I am trying to show the following: if $X$ is an integral proper $k$-scheme, $k$ a field, then $O_X(X)$ is a finite field extension of $k$.
I have succeeded to show that $O_X(X)$ is a field but I don't see why it must be a finite field extension.
(To show it is a field I used that a global section s corresponds to a morphism $X \to \operatorname{Spec} k[x]$, one can show the image is a closed point, so if $s \neq 0$ there is an irreducible polynomial $g \in k[x]$ such that $g(s)=0$, so it is invertible.)
I would like to avoid using cohomology/Grothendieck's finiteness result for proper morphisms. a similar question was asked here but I am not assuming $X$ is geometrically integral.
The solution has been worked out in the comments.
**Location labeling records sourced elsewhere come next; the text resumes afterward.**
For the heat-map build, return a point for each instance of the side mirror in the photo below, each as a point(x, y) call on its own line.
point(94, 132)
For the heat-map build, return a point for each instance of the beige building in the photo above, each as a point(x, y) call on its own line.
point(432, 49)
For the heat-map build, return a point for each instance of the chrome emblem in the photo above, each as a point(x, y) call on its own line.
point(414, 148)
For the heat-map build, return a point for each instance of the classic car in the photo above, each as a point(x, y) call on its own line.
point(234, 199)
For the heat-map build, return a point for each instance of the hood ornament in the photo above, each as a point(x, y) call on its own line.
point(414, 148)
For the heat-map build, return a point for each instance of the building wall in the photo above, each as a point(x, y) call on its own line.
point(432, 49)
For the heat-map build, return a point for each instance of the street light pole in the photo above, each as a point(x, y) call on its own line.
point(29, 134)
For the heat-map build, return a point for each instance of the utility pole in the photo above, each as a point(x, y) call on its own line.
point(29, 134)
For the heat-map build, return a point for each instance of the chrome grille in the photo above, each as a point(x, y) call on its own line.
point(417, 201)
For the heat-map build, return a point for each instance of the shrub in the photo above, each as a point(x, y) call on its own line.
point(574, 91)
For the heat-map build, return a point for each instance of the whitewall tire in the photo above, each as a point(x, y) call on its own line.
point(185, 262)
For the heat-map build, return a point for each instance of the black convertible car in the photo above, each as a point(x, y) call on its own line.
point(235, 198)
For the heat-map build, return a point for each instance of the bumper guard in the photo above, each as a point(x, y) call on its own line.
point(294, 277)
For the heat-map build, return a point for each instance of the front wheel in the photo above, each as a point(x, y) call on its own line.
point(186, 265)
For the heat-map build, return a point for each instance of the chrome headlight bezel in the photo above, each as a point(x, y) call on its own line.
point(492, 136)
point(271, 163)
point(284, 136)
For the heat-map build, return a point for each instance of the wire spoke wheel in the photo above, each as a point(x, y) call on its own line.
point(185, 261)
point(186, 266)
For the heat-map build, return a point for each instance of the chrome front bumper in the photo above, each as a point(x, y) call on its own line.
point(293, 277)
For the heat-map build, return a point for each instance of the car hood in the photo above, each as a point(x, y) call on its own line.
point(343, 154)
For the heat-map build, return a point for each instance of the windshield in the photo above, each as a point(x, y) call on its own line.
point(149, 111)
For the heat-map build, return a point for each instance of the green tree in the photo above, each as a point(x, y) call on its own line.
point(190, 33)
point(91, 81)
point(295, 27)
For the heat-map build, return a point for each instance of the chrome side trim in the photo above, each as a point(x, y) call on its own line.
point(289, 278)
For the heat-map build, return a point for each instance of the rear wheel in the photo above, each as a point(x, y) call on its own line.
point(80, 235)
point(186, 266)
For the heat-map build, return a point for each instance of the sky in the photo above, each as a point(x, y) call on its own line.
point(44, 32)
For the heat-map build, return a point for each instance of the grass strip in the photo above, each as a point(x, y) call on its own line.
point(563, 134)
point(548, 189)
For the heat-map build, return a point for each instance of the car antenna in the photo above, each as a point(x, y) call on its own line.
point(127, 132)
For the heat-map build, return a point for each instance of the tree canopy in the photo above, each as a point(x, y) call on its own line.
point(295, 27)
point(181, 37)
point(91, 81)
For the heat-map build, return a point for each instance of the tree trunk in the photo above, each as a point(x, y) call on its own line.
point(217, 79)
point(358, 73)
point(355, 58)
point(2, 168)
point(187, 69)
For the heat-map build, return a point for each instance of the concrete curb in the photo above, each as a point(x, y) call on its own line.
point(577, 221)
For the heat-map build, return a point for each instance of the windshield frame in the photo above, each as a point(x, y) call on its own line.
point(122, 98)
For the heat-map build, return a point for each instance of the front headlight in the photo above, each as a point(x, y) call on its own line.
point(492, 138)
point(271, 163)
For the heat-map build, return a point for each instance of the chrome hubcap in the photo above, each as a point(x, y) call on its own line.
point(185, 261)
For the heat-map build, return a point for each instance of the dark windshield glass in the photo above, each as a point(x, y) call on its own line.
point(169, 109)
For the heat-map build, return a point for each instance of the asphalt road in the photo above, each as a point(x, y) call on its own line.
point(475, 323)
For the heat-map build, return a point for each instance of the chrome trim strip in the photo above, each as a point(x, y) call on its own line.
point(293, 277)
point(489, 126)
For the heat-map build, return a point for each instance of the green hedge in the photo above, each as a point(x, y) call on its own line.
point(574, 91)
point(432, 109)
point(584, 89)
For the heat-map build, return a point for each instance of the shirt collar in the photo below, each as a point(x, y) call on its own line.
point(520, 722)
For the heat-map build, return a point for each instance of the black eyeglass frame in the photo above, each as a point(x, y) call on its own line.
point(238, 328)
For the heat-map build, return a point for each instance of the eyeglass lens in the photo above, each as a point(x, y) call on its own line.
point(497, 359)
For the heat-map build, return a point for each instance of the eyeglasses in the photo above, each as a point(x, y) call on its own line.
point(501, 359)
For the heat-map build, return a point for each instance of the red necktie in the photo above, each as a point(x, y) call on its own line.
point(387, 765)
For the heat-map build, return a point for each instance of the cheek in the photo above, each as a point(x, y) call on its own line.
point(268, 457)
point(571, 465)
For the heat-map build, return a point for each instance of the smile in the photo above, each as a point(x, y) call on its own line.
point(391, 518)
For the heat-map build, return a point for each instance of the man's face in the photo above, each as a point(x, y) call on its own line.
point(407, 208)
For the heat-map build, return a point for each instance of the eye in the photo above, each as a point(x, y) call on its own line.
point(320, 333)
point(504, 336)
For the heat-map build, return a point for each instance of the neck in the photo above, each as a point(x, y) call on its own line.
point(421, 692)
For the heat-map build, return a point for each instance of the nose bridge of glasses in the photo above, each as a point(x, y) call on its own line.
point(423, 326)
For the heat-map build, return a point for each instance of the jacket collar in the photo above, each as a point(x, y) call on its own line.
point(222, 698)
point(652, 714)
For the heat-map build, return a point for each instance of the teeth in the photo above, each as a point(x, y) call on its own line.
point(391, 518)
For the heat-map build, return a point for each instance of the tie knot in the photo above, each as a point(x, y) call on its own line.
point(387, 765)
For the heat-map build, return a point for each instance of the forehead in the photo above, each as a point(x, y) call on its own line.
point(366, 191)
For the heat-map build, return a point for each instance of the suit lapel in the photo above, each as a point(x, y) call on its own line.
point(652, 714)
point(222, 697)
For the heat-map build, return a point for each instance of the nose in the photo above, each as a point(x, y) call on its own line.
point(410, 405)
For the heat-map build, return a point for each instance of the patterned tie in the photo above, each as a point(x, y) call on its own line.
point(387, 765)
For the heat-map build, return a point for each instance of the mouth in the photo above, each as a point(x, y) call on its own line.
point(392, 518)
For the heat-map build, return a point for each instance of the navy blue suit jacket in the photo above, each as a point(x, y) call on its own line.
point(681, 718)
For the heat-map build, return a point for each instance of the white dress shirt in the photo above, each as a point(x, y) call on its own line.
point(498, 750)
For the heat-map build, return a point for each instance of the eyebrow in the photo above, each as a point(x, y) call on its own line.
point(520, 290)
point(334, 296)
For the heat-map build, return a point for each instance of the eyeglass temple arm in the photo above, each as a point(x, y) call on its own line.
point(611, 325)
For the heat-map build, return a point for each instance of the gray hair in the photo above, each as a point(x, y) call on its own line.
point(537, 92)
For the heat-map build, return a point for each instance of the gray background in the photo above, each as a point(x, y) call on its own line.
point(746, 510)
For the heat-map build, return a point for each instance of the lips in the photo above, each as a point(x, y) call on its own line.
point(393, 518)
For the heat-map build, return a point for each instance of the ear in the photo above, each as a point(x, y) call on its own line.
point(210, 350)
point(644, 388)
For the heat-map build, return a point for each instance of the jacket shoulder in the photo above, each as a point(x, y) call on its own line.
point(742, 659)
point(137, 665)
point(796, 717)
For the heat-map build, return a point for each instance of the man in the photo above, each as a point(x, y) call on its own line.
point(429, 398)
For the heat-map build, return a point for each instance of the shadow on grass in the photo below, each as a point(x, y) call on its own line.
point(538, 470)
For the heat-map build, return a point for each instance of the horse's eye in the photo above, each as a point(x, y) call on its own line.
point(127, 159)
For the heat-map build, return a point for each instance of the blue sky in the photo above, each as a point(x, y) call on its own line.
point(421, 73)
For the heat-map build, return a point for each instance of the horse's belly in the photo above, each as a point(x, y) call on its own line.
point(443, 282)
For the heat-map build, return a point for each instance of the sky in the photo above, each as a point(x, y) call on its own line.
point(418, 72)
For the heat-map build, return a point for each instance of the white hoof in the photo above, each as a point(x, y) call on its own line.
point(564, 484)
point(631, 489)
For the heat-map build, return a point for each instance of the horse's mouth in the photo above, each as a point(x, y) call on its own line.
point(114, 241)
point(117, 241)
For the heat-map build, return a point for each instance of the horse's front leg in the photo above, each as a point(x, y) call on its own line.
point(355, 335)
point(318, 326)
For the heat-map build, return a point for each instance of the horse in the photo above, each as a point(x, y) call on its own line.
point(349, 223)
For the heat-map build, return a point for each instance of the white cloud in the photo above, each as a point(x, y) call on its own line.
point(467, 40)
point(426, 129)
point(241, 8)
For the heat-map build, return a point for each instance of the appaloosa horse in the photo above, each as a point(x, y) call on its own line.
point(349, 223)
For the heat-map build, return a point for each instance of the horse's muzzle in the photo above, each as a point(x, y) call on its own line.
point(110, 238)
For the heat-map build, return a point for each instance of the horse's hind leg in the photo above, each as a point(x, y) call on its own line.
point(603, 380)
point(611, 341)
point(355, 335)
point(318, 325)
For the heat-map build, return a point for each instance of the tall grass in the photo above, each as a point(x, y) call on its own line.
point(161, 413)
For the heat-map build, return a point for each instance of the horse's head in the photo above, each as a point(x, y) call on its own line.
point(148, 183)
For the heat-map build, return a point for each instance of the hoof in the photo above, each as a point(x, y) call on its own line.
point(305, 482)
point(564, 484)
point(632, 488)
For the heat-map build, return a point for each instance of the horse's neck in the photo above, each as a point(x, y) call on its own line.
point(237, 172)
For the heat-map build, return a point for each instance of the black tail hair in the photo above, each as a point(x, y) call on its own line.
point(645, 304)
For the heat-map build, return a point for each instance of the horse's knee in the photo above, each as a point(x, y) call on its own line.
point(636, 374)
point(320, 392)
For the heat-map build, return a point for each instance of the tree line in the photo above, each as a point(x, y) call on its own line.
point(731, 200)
As restriction maps for the structure sheaf on an integral scheme are injective, $O_X(X)$ embeds in to $O_X(\operatorname{Spec} A)=A$ for $\operatorname{Spec} A$ any affine open subscheme of $X$. Let $\mathfrak{m}$ be a maximal ideal of $A$. Then $O_X(X)\subset A$ does not intersect $\mathfrak{m}$, so the map from $O_X(X)$ to its image in $A/\mathfrak{m}$ is an injection. Thus $O_X(X)$ embeds in to a residue field of a finite type scheme over $k$, and all such residue fields are finite extensions of $k$ by Zariski's lemma.